Miedo, tanto miedo
Una de las corazas contra la tristeza son los amigos, y Alicia no siempre los tuvo. Se había encontrado sola en las noches de calor, tendida en su hamaca, soñando lo que le iba a deparar la mañana. Años después de haberlos soñado, se preguntaba por los procesos que le habían llevado a pensar en realidades que no estaban a la vuelta de la esquina, en la realidad sólo percibida. ¿Cómo podía el cerebro crear información nueva o interrumpir por sí solo la vida de un niño, de su quinto hermano, de Gustavo? ¿Cómo se podía sentir tanto miedo de repente, sin motivo aparente? No tuvo ningún reparo, pues, en iniciar la búsqueda para ayudar a Blanca, Jimena, Guadalupe, Arco —el marido de ésta—, Maggie, a ella misma, hasta nutrirse todos del conocimiento que Luis les podía aportar.
Cuando Alicia era joven nadie sabía nada sobre el comportamiento emocional. Su miedo a la soledad era enfermizo y, efectivamente, entonces se ponía a llorar como Blanca ahora al pensar que un día podía quedarse sola. «Tú acabarás estando sola», le espetaba con cierta crueldad su hermana, sabedora del terror y las lágrimas que esa amenaza iba a desatar. Recordaba que en la hacienda, cuando niña, se sentía confortada por la noche al dormir todos los hermanos juntos, repartidos por el suelo encima de una manta y en varias hamacas. La única cama estaba en el cuarto de los padres; el presupuesto no daba para otra.
Cuando los niveles de renta permitieron a europeos y americanos aislar a todos los durmientes, lo hicieron sin consideración alguna del desgarro emocional que supuso para millones de niñas y niños dormir aislados, solos, cada uno en dormitorios separados. Dormir acompañados no sólo estaba en las redes sociales, sino en el genoma humano. ¿Quién decidió que, a medida que aumentaba la renta, se seguiría formando parte de la manada durante el día, pero se aislaría en la oscuridad más impenetrable a los niños durante toda la noche?

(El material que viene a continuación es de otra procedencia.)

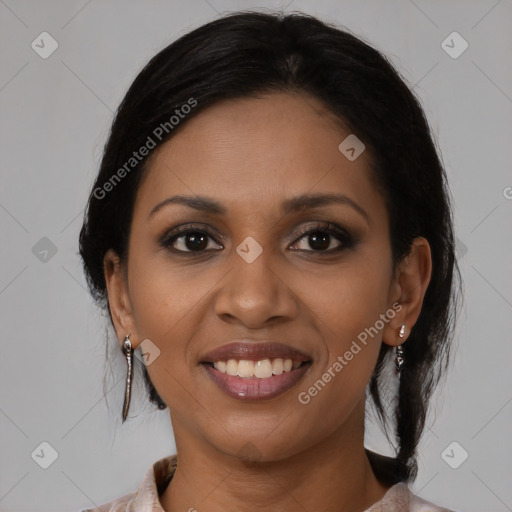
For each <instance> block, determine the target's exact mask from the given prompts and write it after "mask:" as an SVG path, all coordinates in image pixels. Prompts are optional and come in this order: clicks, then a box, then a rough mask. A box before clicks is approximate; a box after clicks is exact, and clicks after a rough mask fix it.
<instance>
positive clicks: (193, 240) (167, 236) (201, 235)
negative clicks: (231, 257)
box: [161, 226, 222, 253]
mask: <svg viewBox="0 0 512 512" xmlns="http://www.w3.org/2000/svg"><path fill="white" fill-rule="evenodd" d="M210 241H213V242H214V243H215V244H216V245H220V244H218V243H217V242H216V240H215V239H214V238H213V236H212V235H211V234H209V233H208V232H207V231H205V230H201V229H198V228H191V227H189V226H181V227H180V228H178V229H176V230H173V231H172V232H171V233H170V234H168V235H167V236H166V237H165V238H164V239H163V240H162V242H161V245H162V246H163V247H165V248H167V249H170V250H172V251H175V252H185V253H186V252H204V251H210V250H212V244H211V243H210ZM220 248H221V249H222V246H220ZM213 249H214V246H213Z"/></svg>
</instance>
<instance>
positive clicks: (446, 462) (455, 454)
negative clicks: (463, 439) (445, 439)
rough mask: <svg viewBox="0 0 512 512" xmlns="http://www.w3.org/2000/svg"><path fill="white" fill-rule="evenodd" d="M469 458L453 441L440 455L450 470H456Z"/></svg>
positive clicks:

Esos sueños no dejaron huella en la mente de Alicia, salvo el recuerdo de la belleza de volar; siempre que soñaba sobrevolaba la hacienda, el río, el amago de bosque, los socavones del terreno, y con ellos los trilobites petrificados desde hacía cuatrocientos millones de años, con toda seguridad, las caracolas fosilizadas eran el testimonio innegable de que el mar había inundado otrora aquellos parajes. Hacía algo menos, unos doscientos veinte millones de años, aseguraba Ignacio Morgado, catedrático de Psicobiología en el Instituto de Neurociencia de la Universidad Autónoma de Barcelona, que la amígdala había iniciado su perfeccionamiento evolutivo.
Alicia bajaba de las nubes para acariciar casi a ras de suelo a los animales queridos, remontando enseguida el vuelo. Eran los momentos más felices de su vida, en los que el ánimo prescindía del mundo de los objetos y personas a los que, durante el día, debía obedecer sin faltarles al respeto. Sin ser consciente de ello, intuía que su ánimo influía en el color y la textura de la realidad. Cuando se sentía feliz sobrevolando en sueños el mundo que la rodeaba, sólo sentía un sosiego tierno y un esplendor sin fin. El mundo que contemplaba en sueños no tenía nada que ver con el mundo cotidiano.

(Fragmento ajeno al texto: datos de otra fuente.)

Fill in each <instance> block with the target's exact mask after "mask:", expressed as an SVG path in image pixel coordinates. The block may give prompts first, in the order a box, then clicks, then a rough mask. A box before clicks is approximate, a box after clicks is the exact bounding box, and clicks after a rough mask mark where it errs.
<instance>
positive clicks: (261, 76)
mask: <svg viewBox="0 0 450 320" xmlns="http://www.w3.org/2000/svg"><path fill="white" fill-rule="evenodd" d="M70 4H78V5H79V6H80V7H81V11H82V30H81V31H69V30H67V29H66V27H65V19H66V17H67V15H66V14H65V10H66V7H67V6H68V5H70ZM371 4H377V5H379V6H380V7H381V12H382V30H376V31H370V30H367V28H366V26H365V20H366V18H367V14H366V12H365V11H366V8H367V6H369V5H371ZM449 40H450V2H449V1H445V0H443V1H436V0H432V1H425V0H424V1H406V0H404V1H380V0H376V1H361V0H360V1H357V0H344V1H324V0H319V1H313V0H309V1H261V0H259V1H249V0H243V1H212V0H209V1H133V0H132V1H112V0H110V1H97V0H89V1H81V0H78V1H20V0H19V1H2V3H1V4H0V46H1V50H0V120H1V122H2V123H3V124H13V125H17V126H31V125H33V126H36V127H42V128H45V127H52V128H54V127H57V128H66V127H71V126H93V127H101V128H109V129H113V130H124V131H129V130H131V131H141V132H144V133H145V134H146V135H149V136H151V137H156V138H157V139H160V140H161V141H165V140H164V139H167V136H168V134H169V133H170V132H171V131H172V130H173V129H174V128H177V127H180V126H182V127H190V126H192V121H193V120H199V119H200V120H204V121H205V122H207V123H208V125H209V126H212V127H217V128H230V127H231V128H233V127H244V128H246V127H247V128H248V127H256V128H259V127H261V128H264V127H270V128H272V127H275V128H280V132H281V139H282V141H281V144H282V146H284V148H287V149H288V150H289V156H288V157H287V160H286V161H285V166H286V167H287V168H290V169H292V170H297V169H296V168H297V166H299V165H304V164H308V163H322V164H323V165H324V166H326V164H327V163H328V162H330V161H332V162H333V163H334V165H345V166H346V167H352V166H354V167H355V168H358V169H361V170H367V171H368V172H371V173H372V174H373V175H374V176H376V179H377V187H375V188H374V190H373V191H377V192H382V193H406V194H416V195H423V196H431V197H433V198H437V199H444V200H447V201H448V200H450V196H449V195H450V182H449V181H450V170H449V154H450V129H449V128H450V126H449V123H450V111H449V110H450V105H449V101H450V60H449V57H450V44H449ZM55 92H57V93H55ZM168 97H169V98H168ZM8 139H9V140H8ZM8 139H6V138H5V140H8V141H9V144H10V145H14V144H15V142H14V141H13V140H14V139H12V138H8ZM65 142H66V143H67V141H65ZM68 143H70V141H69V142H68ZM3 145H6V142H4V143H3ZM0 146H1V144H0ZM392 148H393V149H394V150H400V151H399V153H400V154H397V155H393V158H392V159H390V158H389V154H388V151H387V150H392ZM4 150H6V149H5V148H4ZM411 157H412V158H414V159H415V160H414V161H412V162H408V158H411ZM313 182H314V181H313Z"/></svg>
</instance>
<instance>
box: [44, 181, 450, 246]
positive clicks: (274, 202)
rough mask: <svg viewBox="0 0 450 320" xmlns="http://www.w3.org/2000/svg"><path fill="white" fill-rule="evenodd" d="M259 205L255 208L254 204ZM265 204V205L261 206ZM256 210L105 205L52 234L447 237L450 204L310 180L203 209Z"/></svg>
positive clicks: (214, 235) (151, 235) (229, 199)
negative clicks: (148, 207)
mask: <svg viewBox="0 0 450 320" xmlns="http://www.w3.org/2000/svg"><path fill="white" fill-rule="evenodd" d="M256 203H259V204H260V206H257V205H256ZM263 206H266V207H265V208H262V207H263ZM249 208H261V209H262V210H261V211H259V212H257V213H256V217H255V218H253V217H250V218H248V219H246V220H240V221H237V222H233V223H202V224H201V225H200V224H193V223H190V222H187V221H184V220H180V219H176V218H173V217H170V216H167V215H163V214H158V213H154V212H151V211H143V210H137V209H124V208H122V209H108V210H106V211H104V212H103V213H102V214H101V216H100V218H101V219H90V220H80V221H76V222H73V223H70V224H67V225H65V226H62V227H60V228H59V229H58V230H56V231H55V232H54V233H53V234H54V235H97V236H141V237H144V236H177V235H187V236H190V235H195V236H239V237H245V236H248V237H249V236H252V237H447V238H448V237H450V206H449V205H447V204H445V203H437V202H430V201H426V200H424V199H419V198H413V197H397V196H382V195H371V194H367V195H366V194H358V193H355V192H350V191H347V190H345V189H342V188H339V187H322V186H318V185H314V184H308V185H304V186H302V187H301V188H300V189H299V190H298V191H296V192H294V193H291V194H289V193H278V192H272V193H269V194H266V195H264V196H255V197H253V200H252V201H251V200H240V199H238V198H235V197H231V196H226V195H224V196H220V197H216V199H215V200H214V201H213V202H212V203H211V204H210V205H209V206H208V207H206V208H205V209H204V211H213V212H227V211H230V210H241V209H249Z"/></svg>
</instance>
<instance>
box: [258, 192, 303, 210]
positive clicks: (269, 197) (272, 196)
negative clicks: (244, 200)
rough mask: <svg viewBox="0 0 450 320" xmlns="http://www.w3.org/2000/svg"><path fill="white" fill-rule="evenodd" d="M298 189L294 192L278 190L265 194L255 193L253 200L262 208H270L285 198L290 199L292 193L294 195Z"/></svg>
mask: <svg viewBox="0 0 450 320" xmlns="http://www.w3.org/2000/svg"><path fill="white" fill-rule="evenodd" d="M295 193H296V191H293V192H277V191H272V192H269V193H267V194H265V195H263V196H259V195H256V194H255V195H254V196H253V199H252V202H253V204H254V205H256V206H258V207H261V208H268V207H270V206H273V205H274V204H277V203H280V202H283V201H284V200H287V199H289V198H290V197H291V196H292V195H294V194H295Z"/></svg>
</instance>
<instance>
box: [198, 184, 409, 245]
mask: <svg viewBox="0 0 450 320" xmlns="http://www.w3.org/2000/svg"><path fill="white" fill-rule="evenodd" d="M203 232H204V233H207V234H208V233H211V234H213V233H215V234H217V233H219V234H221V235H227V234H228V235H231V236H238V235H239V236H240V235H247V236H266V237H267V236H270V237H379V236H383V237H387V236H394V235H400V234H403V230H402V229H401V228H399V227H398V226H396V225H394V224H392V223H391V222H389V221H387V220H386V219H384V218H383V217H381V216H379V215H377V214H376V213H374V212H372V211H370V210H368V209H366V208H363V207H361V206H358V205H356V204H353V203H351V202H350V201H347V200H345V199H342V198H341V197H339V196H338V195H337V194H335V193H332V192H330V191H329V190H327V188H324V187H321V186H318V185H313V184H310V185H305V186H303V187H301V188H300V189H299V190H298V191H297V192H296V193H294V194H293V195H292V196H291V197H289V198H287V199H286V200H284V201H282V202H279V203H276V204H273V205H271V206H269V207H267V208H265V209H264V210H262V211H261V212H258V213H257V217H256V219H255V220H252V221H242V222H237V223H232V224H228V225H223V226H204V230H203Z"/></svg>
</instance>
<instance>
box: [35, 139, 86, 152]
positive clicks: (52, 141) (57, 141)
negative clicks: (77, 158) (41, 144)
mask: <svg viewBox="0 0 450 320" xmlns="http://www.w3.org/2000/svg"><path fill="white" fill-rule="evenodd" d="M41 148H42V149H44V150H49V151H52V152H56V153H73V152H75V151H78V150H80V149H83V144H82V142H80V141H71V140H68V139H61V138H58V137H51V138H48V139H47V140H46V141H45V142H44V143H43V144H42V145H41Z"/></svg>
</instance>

¿Cómo no sacar entonces la conclusión de que las emociones de uno influencian en un sentido u otro la visión que se tiene de la naturaleza? Faltaban años todavía para que científicos como Joe Forgas, de la Universidad de New South Wales (Australia), demostraran mediante un experimento algo que dio la vuelta al mundo: nuestra manera de evaluar lo que vemos depende del estado de ánimo.

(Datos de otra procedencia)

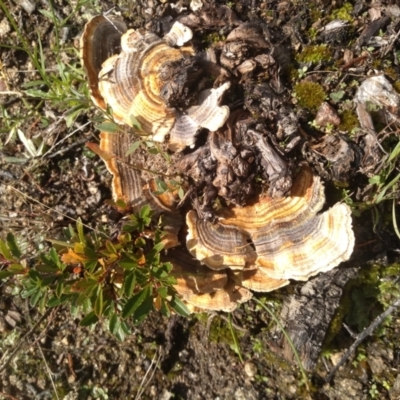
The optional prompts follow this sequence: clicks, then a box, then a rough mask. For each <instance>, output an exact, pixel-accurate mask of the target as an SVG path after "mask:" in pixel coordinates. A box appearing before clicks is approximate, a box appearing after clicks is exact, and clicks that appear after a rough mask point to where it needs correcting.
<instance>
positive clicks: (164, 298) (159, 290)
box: [157, 286, 168, 299]
mask: <svg viewBox="0 0 400 400" xmlns="http://www.w3.org/2000/svg"><path fill="white" fill-rule="evenodd" d="M157 293H158V294H159V295H160V296H161V297H162V298H163V299H166V298H167V296H168V288H166V287H165V286H161V287H159V288H157Z"/></svg>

Se habían entregado a doscientos estudiantes unas cuantas fotografías de parejas, bien acopladas las unas y discordantes las otras; previamente, la mitad de los concursantes habían visto una película triste y la otra mitad una comedia divertida. La reacción de estos últimos al contemplar las parejas disonantes fue mucho más positiva que la reacción de los que acababan de ver la película triste.
Menos de treinta años de reflexión sobre las emociones han desembocado en su definición primero y en el conocimiento de su impacto después. Faltaba por descubrir la complejidad del mecanismo para gestionarlas. Luis había sabido resumir el principio rector de esa gestión y Alicia estaba dispuesta a que el primer contacto de los que vinieron de tan lejos para escucharle versara, precisamente, sobre los cambios más recientes y revolucionarios en las terapias emocionales.